Karthick Karthick - 3 months ago 9
Ruby Question

How to process a large file in loop as input for another file

I have a large file which has more than 1M lines, and another file which has the input-strings I need to use to get the lines matching in the large file.

I was able to do it this way:

File.open(strings_file, 'r') do |l|
File.open(large_file, 'r') do |line|
next if !line.include?(l)
puts line
end
end


But, it will open the large file for each loop. For example, in input-strings, I have 100 lines of strings, so when it executes it will open that large file 100 times to process it, which takes more time to complete.

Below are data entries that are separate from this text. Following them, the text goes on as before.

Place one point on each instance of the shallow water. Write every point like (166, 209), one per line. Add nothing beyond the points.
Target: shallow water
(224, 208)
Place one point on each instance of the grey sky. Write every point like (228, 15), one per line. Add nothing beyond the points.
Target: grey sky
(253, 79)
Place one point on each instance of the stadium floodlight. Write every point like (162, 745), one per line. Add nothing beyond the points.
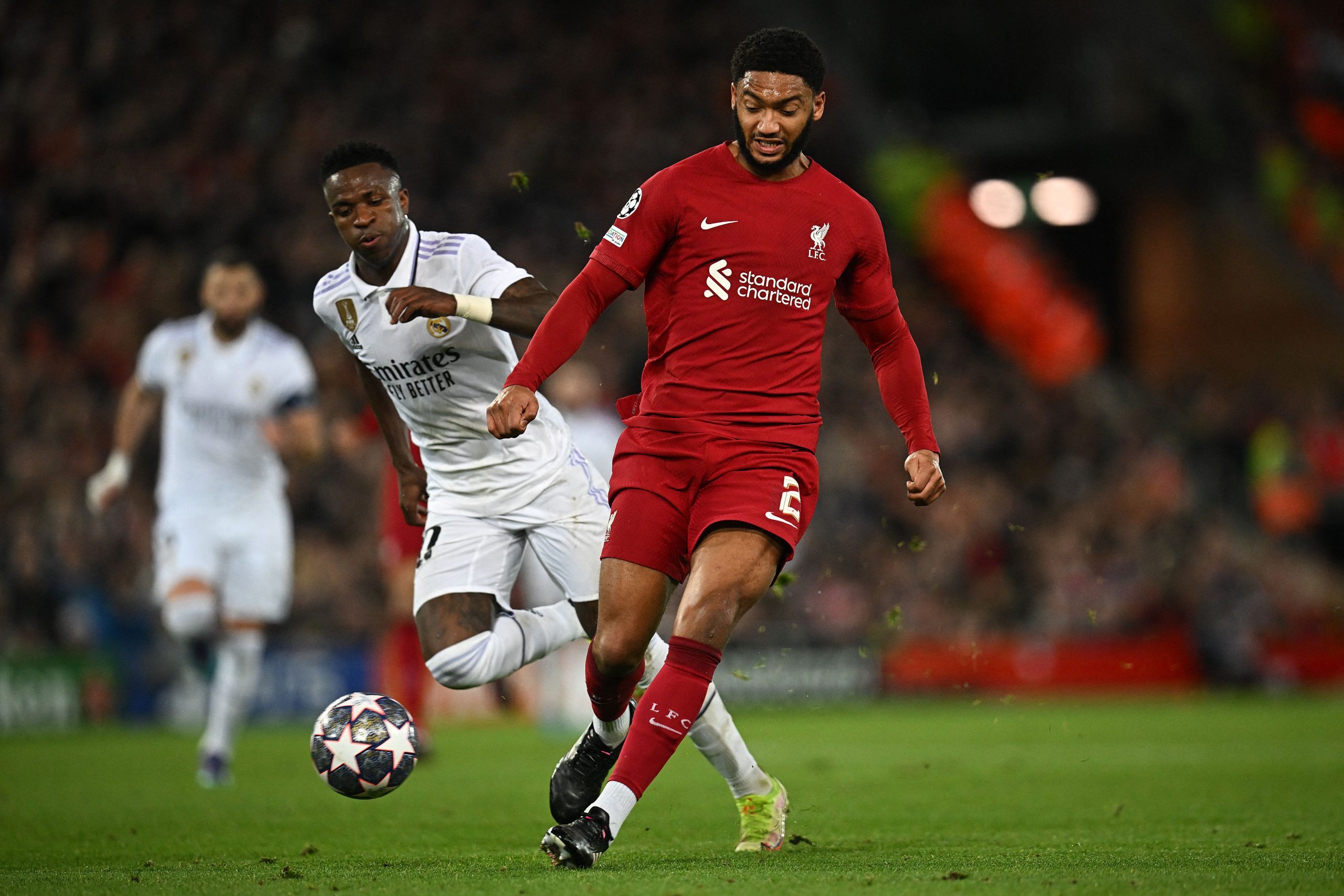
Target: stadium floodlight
(1064, 202)
(999, 203)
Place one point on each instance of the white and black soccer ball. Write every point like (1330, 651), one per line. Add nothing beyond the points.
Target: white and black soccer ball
(365, 746)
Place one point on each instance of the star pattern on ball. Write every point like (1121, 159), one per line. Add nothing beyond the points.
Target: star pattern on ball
(359, 703)
(346, 750)
(398, 741)
(374, 786)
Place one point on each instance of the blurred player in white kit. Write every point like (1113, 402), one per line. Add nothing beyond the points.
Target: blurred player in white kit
(237, 398)
(428, 318)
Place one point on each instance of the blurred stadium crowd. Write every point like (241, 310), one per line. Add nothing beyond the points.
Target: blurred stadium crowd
(140, 136)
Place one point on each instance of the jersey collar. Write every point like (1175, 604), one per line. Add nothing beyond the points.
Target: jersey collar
(405, 273)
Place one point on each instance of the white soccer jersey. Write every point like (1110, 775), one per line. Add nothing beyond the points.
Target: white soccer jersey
(444, 373)
(215, 398)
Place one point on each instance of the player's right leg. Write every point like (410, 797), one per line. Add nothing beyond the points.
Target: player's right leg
(188, 562)
(468, 633)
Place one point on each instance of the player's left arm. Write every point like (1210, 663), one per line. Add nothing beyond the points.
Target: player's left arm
(519, 309)
(867, 300)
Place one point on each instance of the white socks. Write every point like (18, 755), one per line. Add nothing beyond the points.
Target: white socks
(617, 801)
(714, 733)
(612, 733)
(518, 638)
(717, 738)
(233, 688)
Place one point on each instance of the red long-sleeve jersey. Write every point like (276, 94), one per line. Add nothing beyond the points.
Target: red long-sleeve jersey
(737, 277)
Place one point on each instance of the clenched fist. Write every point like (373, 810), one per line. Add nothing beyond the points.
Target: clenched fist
(511, 412)
(925, 483)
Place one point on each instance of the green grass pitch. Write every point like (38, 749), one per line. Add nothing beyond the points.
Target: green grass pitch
(1172, 794)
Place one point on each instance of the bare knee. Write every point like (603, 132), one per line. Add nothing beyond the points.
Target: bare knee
(616, 652)
(452, 618)
(188, 609)
(709, 616)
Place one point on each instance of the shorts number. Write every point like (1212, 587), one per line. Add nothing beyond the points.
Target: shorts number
(790, 498)
(430, 541)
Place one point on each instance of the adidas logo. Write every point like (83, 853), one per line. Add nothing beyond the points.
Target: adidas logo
(718, 280)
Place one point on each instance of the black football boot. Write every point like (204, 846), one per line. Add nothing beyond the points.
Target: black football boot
(577, 844)
(579, 777)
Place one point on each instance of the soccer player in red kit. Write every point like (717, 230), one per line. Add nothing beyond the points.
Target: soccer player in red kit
(741, 249)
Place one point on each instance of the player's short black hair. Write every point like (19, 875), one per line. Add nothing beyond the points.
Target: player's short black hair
(230, 257)
(784, 50)
(358, 152)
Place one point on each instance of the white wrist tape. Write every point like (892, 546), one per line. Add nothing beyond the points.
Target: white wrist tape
(114, 475)
(936, 458)
(118, 469)
(475, 308)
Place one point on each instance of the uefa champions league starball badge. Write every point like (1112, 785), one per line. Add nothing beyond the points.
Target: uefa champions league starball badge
(365, 746)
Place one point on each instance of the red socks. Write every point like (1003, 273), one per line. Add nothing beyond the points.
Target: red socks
(666, 712)
(609, 696)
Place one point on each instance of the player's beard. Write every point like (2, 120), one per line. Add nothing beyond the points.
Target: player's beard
(765, 170)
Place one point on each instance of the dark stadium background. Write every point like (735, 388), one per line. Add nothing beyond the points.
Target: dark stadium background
(1146, 455)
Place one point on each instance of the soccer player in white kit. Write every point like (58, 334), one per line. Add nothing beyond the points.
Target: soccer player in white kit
(237, 395)
(428, 316)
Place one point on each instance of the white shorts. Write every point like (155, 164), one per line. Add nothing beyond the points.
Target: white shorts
(565, 527)
(246, 558)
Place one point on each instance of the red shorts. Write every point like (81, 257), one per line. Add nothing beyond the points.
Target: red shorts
(668, 488)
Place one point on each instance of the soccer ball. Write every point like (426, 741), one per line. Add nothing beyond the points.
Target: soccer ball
(365, 746)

Is there way faster method to avoid opening the large file 100 times?

Answer

First of all you'll have a geometric scaling problem if you get this wrong. If input file A has N lines and B has M lines then you'll need to do N*M tests to check for overlap. That can be impossibly slow.

Instead, pull in the input lines and stick them in something you can use for quick lookups:

require 'set'
match_lines = Set.new(File.readlines(strings_file).map(&:chomp))

Then you can test very quickly here:

File.foreach(large_file) do |line|
  print line if (match_lines.include?(line.chomp))
end

I'm using chomp here to avoid failing to match if the last line in your match file doesn't have a newline at the end or if you're using CRLF encoding in one and LF in the other.